中部電力が「再エネ出力制御」の準備を開始、発電事業者などと協議へ:自然エネルギー
中部電力は2020年3月25日、再生可能エネルギー発電設備の導入量増加を受け、出力制御の実施に向けた準備に入ると発表した。中長期の状況を見据え、関係団体および発電事業者などと協議を開始するという。
中部電力は2020年3月25日、再生可能エネルギー発電設備の導入量増加を受け、出力制御の実施に向けた準備に入ると発表した。中長期の状況を見据え、関係団体および発電事業者などと協議を開始するという。

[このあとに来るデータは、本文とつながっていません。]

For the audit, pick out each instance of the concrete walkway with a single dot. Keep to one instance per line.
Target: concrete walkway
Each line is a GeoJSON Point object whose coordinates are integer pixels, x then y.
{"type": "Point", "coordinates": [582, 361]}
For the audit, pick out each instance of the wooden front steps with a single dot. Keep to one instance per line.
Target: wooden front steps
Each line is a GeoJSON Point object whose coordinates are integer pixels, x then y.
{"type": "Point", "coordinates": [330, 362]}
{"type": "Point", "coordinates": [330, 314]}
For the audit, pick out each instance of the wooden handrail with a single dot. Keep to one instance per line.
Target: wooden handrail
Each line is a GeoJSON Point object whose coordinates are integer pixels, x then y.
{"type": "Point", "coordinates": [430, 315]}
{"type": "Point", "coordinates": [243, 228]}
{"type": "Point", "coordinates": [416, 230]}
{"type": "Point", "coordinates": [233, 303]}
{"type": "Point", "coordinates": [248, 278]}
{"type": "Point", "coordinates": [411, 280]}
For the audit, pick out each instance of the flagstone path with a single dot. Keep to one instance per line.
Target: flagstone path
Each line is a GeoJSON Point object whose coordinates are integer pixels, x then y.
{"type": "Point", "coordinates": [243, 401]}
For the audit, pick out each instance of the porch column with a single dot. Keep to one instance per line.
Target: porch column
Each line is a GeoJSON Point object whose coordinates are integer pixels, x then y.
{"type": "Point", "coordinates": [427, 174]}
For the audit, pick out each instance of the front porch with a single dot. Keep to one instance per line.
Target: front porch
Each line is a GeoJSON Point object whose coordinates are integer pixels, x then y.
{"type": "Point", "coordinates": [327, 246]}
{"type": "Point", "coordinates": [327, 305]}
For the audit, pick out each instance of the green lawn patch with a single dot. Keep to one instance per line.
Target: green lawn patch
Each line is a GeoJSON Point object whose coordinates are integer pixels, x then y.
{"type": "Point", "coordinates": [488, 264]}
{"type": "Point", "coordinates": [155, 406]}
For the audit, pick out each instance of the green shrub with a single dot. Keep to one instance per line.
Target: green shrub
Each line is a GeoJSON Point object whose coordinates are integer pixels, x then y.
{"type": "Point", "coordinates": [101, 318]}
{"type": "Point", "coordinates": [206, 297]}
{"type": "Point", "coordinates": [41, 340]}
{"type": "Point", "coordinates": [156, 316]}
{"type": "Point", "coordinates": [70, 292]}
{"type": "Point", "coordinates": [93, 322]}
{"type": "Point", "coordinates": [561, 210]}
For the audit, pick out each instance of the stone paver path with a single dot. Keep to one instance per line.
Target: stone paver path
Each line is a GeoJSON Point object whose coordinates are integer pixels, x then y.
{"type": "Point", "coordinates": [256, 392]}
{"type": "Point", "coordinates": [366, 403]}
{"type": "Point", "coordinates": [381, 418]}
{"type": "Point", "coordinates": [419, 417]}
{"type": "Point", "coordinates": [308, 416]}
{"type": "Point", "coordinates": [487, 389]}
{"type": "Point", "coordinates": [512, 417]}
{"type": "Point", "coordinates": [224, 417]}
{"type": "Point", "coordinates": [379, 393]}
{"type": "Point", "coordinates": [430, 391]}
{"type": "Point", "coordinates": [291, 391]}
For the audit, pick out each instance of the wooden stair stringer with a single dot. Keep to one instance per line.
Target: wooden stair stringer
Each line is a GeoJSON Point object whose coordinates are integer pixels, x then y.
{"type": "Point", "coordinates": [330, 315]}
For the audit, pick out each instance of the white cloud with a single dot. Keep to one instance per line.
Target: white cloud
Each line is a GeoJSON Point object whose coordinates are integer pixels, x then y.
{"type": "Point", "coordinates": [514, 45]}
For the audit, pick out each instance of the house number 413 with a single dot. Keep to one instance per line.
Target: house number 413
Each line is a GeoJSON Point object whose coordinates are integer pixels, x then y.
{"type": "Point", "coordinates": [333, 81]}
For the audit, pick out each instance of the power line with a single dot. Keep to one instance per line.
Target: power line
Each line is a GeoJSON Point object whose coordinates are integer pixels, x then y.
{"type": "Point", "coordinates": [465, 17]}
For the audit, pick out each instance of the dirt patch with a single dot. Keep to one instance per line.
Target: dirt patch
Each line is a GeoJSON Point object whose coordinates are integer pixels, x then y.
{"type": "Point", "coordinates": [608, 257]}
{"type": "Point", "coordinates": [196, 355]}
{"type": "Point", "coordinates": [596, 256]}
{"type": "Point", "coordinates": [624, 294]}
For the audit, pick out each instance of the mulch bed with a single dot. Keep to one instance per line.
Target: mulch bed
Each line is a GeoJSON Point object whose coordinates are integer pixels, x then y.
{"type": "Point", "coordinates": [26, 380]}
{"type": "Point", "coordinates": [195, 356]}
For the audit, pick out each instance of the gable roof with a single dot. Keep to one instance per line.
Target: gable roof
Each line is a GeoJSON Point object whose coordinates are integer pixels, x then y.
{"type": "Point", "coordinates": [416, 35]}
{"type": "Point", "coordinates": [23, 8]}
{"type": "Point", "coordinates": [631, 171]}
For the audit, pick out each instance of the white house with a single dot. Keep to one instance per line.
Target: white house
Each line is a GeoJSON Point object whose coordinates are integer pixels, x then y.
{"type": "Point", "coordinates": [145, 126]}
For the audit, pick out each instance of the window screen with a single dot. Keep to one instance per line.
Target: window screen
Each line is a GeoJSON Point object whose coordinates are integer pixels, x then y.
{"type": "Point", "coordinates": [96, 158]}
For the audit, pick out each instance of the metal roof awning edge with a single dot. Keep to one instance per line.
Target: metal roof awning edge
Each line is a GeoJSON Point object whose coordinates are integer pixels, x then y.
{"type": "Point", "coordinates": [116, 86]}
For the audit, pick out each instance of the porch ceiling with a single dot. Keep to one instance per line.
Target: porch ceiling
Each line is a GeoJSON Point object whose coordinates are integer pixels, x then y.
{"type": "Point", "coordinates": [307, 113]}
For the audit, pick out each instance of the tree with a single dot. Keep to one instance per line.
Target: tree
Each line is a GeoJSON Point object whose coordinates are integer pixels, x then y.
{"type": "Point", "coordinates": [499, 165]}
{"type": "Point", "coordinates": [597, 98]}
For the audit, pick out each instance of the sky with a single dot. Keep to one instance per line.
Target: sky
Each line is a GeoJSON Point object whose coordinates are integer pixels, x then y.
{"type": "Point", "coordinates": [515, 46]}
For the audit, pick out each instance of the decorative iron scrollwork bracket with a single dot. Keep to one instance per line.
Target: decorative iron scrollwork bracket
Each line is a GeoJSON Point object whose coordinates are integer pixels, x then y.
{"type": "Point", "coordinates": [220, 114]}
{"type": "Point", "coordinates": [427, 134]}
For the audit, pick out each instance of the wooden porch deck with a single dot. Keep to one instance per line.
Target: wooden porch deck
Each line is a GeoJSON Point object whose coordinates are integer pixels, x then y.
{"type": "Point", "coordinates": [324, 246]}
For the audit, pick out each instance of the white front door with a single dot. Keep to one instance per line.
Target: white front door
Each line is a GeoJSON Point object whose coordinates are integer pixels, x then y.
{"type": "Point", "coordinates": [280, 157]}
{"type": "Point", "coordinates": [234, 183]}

中部エリアでは2019年12月末時点の再生可能エネルギー電力の連系量が太陽光発電872万kW(キロワット)、風力発電37万kWと、合計908万kWに達している。同時点での接続申し込み実績は太陽光発電の接続契約申し込みが283万kW、接続検討申し込みが105万kW、風力発電はそれぞれ251万kW、1032万kWで、特に大規模な洋上風力の接続検討申し込みが増加した。申し込みの申請は今後も増加する見込みだという。
こうした状況から、2019年5月の大型連休における太陽光発電出力は668万kW、風力の出力は18万kWの合計686万kWとなり、中部エリアの総需要1059万kWの65%に達した。2019年は水力発電が平年より55万kW減少したため揚水余力を284万kW確保できたが、需要減少・揚水式発電機のトラブルなどを考慮すると、より厳しい状況になるという。
電力供給量が需要を上回る場合は「優先給電ルール」に基づき、火力発電や水力発電の運転調整や地域間連系線を活用した広い範囲での系統運用などにより需給バランスの維持を行う計画。ただ、こうした取り組みでも供給を需要が上回る場合は出力制御が必要になる。
現状、ただちに再生可能エネルギー電源の出力制御が必要な状況ではないが、今後も再生可能エネルギー電源の接続量が増加する見通しであることや、2020年に入り国の審議会において再エネ出力制御システムの構築を順次進める方針が示されたことなどを踏まえ、関係団体および発電事業者などと協議を開始するという。
経済産業省は2020年3月に開催した審議会で、東京電力、中部電力、関西電力の、いわゆる中三社が管轄するにおいて、再生可能エネルギーの「接続可能量(30日等出力制御枠)」の算定を進める方針を示した。再生可能エネルギー電源の接続量が増える中、出力制御を可能な限り回避するため、出力制御機能付きパワーコンディショナーへの切り替えの推進など、設備形成や運用面での対策などを進めていく計画だ。